As “casas padrão” da Construide
Flávia Figliolino apresentou a palestra “As Soluções de Impacto Social na Construção Civil”, que aconteceu durante o congresso Construindo Conhecimento da Concrete Show, em que dezenas dos profissionais mais renomados do mercado falaram sobre sustentabilidade na construção civil em três auditórios com programação simultânea, somando mais de 50 horas de palestras, painéis e seminários.
A Construide trabalha com três modelos de “casa padrão”, de 41 m², 33 m² e 26 m², que oferecem vantagens como economia de materiais, de tempo, design padronizado e um orçamento único. Segundo a COO da empresa, as casas são feitas com bloco de concreto aparente e frisado, e a escolha pelo material foi baseada no sonho das famílias atendidas:
“Quando desenhamos o modelo da casa padrão, pensamos no contexto de inovação, então investimos em modelos a seco que tivessem uma agilidade maior da montagem. Já fizemos testes com outros blocos, como o cerâmico que é muito conhecido, agora estamos testando uma casa em steel frame também. Mas quando levamos a proposta para as famílias, a nossa resposta foi de que o sonho delas era ter uma casa de bloco, porque elas viviam numa casa de madeira”, disse Flávia Figliolino.
“Então o padrão construtivo de fora do Brasil ainda é uma realidade distante para as famílias de baixa renda por aqui. O básico, que é o bloco, o cimento e a areia ainda é o sonho de muita gente. É muito comum a gente se deparar com a história da Dona Maria de Fátima, por exemplo, que com 60 anos sonhava em ter uma janela de vidro para limpar. Ou então da ‘vó Rose’, uma senhora de 70 anos que disse que o sonho da vida era ter um chão de cerâmica para passar pano”, contou a executiva.
Voluntariado e seleção das famílias
Um dos principais diferenciais da Construide é a convocação de voluntários para os mutirões de demolição, montagem e decoração, e já são mais de 4 mil trabalhadores inscritos através do site construide.org. “Nós prezamos por voluntários que ‘coloquem a mão na massa’, porque assim eles podem entender a realidade em que a família vive. É um trabalho ‘de formiguinha’ mesmo: quebra tudo, tira todo o entulho, leva para a caçamba e limpa o terreno, para então construir uma nova casa. Em contrapartida, é a família que faz o café da manhã e o almoço dos voluntários, então eles puderam comer o bolinho de chuva da Dona Raimunda, a comidinha da Gil. É isso que dá a graça do negócio”, afirmou a COO Flávia Figliolino durante a Concrete Show.
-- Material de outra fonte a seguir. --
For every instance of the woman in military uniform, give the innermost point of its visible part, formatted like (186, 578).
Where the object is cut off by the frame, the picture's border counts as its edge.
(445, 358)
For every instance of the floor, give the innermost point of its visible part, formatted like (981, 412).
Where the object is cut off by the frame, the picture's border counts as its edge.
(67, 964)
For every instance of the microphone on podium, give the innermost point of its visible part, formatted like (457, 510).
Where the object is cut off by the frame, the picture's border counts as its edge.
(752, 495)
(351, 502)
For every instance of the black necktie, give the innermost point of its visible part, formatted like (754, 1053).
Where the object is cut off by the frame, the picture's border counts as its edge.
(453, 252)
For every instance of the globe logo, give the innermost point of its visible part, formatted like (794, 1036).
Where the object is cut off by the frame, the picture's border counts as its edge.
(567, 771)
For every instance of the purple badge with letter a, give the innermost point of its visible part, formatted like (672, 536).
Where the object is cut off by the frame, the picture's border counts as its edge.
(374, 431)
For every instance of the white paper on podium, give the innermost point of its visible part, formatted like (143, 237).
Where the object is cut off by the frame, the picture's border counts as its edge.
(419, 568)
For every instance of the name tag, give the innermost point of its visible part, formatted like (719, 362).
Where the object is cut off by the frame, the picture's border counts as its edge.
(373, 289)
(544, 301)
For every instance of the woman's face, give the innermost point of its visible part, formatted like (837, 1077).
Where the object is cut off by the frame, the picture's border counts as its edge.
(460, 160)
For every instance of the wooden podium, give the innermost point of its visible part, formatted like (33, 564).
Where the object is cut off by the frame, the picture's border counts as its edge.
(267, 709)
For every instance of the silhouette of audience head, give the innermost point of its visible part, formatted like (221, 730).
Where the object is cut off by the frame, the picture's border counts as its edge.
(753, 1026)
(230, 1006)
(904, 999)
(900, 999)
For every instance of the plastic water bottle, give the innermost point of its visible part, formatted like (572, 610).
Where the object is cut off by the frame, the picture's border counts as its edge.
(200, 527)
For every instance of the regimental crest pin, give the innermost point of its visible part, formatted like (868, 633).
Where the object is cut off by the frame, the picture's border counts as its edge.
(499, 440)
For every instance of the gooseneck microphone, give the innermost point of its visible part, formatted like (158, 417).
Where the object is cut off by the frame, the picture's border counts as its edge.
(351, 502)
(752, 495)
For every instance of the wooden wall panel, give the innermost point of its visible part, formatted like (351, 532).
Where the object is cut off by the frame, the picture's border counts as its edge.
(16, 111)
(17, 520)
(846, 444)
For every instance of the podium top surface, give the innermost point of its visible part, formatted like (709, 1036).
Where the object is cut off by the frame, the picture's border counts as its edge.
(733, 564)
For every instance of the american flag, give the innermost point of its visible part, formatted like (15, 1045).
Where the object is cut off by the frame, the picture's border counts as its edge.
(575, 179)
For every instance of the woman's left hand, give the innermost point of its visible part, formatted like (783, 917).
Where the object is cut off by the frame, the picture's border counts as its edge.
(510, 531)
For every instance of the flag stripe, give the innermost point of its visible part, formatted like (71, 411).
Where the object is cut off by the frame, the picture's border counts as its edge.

A construtora também trabalha com arquitetos e artistas parceiros para que as casas sejam mobiliadas e decoradas de acordo com o gosto de cada família atendida, dando um toque único para um projeto padronizado. “É assim que trazemos a singularidade para cada história. Com os arquitetos parceiros, vamos até a família e perguntamos as cores preferidas e se as crianças gostam de algum personagem de desenho, por exemplo. Também colocamos artes nas paredes, seja do lado de dentro ou de fora, e para cada casa é um artista de parede diferente”, finalizou.
A inscrição de famílias também acontece pelo site da Construide na seção “Conte uma história”. Os critérios de seleção envolvem o tamanho do terreno, que deve ser próprio e localizado em uma comunidade estruturada, e a renda familiar que precisa se encaixar nas classes D e E (renda mensal de zero a R$3 mil por mês). As famílias atendidas também devem contribuir com 10% do orçamento, de forma parcelada no valor que couber no bolso de cada uma, para gerar um senso de pertencimento no projeto.